José María R. Olaizola arranca su escrito con estas palabras: “Una de las experiencias más universales y más humanas que podemos tener es la soledad. Es una peculiar compañera de camino. Un sentimiento complejo, que a veces trae paz, pero en otras ocasiones, nos abruma sin que sepamos bien qué hacer con eso que remueve en nosotros” (p.13)

 Casi bastarían estas palabras para zambullirse en el libro y empezar a “bailar” con la soledad, no tanto para acompañarla, sino porque se ofrece como compañera de baile, aunque a veces no la elijamos. Porque la soledad está en cada recodo del camino que hacemos, ya sea que estemos en medio de una gran manifestación, acompañados por mucha gente o en medio de la más absoluta sencillez de una habitación o un lugar deshabitado. La soledad nos envuelve… si bien de formas diferentes en cada una de las situaciones.

De ahí que el autor se proponga explicar de una manera sencilla, atrayente y que cautiva, con un lenguaje asequible, cómo la soledad se hace amiga nuestra, “como una amante” con muchos rostros y que en ocasiones acaricia y, en otras, muerde.

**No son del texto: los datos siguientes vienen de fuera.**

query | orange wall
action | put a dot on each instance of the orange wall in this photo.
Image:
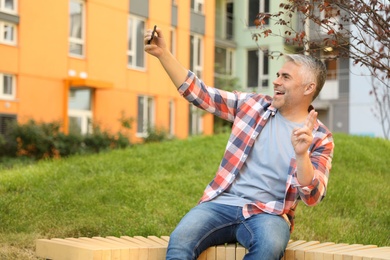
(42, 64)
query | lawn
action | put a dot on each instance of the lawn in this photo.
(146, 189)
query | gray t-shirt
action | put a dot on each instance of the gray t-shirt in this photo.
(264, 174)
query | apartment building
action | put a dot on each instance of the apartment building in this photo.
(82, 62)
(239, 56)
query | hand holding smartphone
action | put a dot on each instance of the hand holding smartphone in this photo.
(153, 33)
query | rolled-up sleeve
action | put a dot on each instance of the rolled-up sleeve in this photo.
(321, 155)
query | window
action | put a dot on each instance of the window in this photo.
(196, 55)
(5, 123)
(8, 6)
(171, 118)
(76, 28)
(223, 61)
(173, 41)
(145, 120)
(80, 110)
(197, 6)
(135, 52)
(7, 83)
(7, 33)
(195, 120)
(258, 69)
(254, 8)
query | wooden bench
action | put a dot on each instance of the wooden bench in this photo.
(154, 248)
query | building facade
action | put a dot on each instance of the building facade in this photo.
(82, 62)
(239, 56)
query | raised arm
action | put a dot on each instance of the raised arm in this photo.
(158, 48)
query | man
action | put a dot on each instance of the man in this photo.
(278, 153)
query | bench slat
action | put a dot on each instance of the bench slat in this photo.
(154, 248)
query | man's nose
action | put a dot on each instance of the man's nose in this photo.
(276, 81)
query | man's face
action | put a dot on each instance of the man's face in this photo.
(288, 87)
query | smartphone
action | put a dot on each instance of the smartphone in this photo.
(153, 33)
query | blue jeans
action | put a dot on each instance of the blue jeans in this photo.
(209, 224)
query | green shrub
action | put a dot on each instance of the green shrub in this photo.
(156, 135)
(44, 140)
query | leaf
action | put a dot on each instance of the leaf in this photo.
(331, 31)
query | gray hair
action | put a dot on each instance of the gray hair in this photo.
(315, 66)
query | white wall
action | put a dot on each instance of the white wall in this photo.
(361, 118)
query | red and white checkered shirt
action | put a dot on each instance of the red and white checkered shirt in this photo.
(249, 113)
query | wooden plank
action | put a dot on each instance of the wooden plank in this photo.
(305, 254)
(220, 252)
(108, 252)
(230, 252)
(203, 255)
(155, 251)
(159, 240)
(136, 251)
(166, 238)
(290, 251)
(319, 252)
(377, 252)
(211, 253)
(124, 250)
(341, 254)
(49, 249)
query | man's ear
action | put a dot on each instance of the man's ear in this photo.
(310, 88)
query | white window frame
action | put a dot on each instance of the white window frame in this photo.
(7, 10)
(4, 40)
(76, 40)
(173, 41)
(229, 69)
(261, 10)
(132, 47)
(196, 120)
(172, 117)
(197, 50)
(197, 6)
(148, 116)
(86, 117)
(260, 73)
(7, 96)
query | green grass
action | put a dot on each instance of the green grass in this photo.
(146, 189)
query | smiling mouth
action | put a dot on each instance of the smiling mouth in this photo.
(278, 93)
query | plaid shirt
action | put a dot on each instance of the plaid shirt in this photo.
(249, 113)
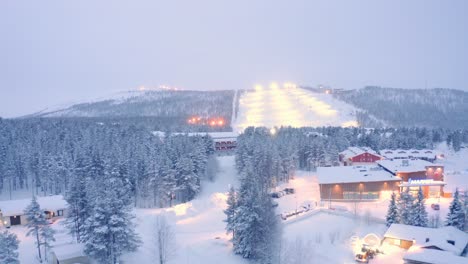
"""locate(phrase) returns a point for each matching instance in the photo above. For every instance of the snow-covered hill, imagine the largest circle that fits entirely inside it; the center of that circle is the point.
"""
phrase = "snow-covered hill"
(292, 106)
(160, 103)
(445, 108)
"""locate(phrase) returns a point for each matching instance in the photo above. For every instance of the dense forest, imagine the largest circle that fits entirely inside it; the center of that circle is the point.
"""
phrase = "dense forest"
(443, 108)
(173, 104)
(277, 155)
(47, 156)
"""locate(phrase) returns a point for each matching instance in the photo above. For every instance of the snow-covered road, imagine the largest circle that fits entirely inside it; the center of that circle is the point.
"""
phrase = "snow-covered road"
(291, 106)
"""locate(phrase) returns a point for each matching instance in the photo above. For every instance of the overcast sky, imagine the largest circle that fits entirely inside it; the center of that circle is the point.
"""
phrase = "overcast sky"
(54, 52)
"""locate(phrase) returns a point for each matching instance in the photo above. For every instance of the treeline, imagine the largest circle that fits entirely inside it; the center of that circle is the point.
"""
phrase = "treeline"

El libro nos va haciendo caer en la cuenta de aquellos motivos que tenemos para una soledad engañosa, hiriente y egoísta (“los otros me importan poco”, “soy un desastre porque a los otros siempre les va mejor que a mi”, etc.) a los que se juntan a veces motivos mediáticos, donde las comunicaciones aíslan, generan espacios de soledad no buscada que adormecen y muerden porque están llenos de incomunicación y hasta de hastío.

Así, el autor, experto en redes sociales y comunicación, nos hace caer en la cuenta de que muchos podemos estar “a la caza del like” para, según dicen las redes sociales, tener más amigos. ¿De verdad, tener más amigos?  O, ¿no será una triste sensación, de no saber cómo salir del embrollo en que nos hemos metido queriendo estar en todas partes y no estar en ninguna de manera plena?

Claro que no podemos quedarnos en aquello que oscurece el baile con una soledad no buscada, impuesta a veces desde fuera, que agota y adormece, que desequilibra y hastía, para buscar y “bailar” con aquella soledad que da hondura, buscada, desde la necesidad de saberse aceptado uno por sí mismo, sabiendo cuáles son los límites y las posibilidades de cada uno, con honradez, para tomarse en serio sin crearse falsas expectativas, pero sabiendo también las posibilidades (en creatividad, en iniciativa, en gratuidad, en aceptación del otro, etc.).

No cabe duda de que nuestra vida se fortalece en los encuentros. El autor propone al final del libro encuentros de tribu, de tu gente, de ti mismo contigo, de uno con Dios que tampoco está ausente del todo del vivir diario.

Al final, luego de haber ido pasando por varias etapas donde van apareciendo el rencor, la culpa, el abandono, las heridas (trae a colación el texto de Miguel Hernández, al recordarnos en uno de sus poemas, “… con tres heridas vengo: la de la vida, la del amor, la de la muerte) y se atreve el autor a conservar y explicar en el libro las dos últimas y cambia la primera por la herida de la fe, ya que en la sociedad en que vivimos (intolerancia, negatividad ante lo religioso, indiferencia, etc.) a veces, vivir la fe incluso con un grupo, supone vivirlo en soledad, porque suponen un salto en el vacío que nadie puede dar por ti.

Un libro ameno en su lectura, fácil de leer, apto para todos los públicos (va ya por la 8ª edición) y donde el autor nos anima a no echar en saco roto el baile que, en una u otra situación de la vida, tendremos que hacer con la soledad. Ojalá salgamos airosos de ese encuentro porque eso nos permitirá vivir con más hondura nuestro ser de personas y, si es el caso, de personas creyentes en Jesús.